You ask, "Isn't the point of insurance to spread the cost of things like that across a large pool of people so it doesn't hit anybody too hard?"
You'd think so, wouldn't you? After all, that's the theory of big numbers at work. But that's not the case here at all. Anything but. If we wanted to spread the risk over the largest possible pool, we'd have a single-player system that includes all 300 million plus Americans.
Since we don't, you can make certain inferences, starting with the fact that medical insurance has nothing whatsoever to do with health care except in the twisted minds of Chicago School libertarian fanatics and free market pitchmen.
We're not really talking about medical insurance anyway; it's protection money paid to an organized crime syndicate to keep medical providers from stealing your house, cars, bank accounts and anything else that isn't bolted down in case something serious (i.e., expensive and maybe requiring hospitalization) happens to you.
And how do we allow such an unfair, destructive system to interfere in our lives when all other industrialized countries do much better? After all, their systems produce better quality-of-life statistics and superior treatment outcomes at far lower per capita costs. So why do we put up with this bullshit system? Simple. We're idiots.
The US is unique in the world in its child-like belief in corporate good citizenship and the intrinsic benevolence of a medical system based solely on profits. This is not only naive and dumb as dirt, it can't happen under US law and SEC regulations that demand a publicly owned, for-profit corporation base its entire business model on achieving one single objective: maximizing shareholder equity.
So anything that bumps the stock price is good, and anything that lowers it is bad. Paying claims is bad because it sucks money from the bottom line, while denying claims is great because it saves money that contributes to corporate profitability, which ultimately helps raise the price of the stock, keeps the investors happy and keeps the SEC off the CFO's back for another quarter.
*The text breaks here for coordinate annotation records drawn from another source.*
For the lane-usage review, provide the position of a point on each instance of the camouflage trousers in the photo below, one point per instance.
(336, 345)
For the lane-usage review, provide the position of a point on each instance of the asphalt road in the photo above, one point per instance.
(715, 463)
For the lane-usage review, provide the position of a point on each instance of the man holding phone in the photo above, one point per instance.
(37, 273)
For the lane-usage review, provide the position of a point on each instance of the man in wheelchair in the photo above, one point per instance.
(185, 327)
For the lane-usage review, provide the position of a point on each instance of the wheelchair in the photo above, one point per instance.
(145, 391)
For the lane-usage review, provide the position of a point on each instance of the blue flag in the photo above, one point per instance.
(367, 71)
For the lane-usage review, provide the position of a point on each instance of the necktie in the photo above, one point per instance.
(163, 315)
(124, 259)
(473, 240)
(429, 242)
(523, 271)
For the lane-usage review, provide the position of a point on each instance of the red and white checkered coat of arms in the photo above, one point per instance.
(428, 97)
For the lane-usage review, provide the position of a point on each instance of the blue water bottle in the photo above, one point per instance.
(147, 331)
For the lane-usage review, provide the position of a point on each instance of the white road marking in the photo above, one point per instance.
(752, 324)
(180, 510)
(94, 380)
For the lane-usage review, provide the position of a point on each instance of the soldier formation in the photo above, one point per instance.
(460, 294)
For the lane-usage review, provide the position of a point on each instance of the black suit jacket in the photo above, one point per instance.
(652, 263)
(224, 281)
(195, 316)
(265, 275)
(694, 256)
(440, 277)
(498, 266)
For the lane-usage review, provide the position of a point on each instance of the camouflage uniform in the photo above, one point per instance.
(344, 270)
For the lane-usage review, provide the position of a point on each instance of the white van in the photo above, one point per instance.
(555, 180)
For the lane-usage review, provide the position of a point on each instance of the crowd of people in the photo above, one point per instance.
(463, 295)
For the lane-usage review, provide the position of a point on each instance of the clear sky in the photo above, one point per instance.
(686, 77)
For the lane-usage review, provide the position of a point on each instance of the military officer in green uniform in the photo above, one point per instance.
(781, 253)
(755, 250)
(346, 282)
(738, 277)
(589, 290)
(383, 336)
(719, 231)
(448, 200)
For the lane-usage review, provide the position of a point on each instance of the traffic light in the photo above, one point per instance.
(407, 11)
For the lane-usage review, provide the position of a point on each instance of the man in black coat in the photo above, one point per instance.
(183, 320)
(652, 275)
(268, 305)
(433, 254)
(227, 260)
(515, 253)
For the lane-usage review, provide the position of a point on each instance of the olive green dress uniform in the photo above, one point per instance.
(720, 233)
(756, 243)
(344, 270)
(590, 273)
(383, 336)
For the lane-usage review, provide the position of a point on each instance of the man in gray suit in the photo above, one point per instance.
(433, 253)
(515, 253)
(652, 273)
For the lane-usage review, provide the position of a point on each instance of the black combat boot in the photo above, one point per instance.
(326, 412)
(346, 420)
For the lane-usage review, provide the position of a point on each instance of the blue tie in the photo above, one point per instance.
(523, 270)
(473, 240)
In short, it's literally impossible for a US for-profit publicly held medical insurer to live up to its opposing obligations to both its subscribers and shareholders at the same time. And, as noted above, if somebody has to get screwed, by law it's going to be the peasants.
And that's the short version of how the profit motive combines with lack of corporate accountability, an insupportable belief in intrinsic corporate goodness, a culturally ingrained resistance to anything that wingnut demagogues can label as "socialist," and a corollary trust in market solutions to social problems -- despite the fact that the only problems typically addressed are the temporary cash flow problems the solution's pitch men may be experiencing -- to produce the most expensive, least accessible, most elitist and most inefficient medical system in the entire industrialized world. And in quite a few countries that can't make any claims to industrialization, as well.
Here's a
recent chart updating the World Health Organization's landmark 2000 comparative study of 190 countries' medical systems. Note that, at 37th, the US ranks behind all EU countries, UK countries and a bunch of others who just do a better job of taking care of their citizens' medical needs.
And that's the bottom line, unfortunately. In the US, any connection between medical insurance and good health care is purely accidental.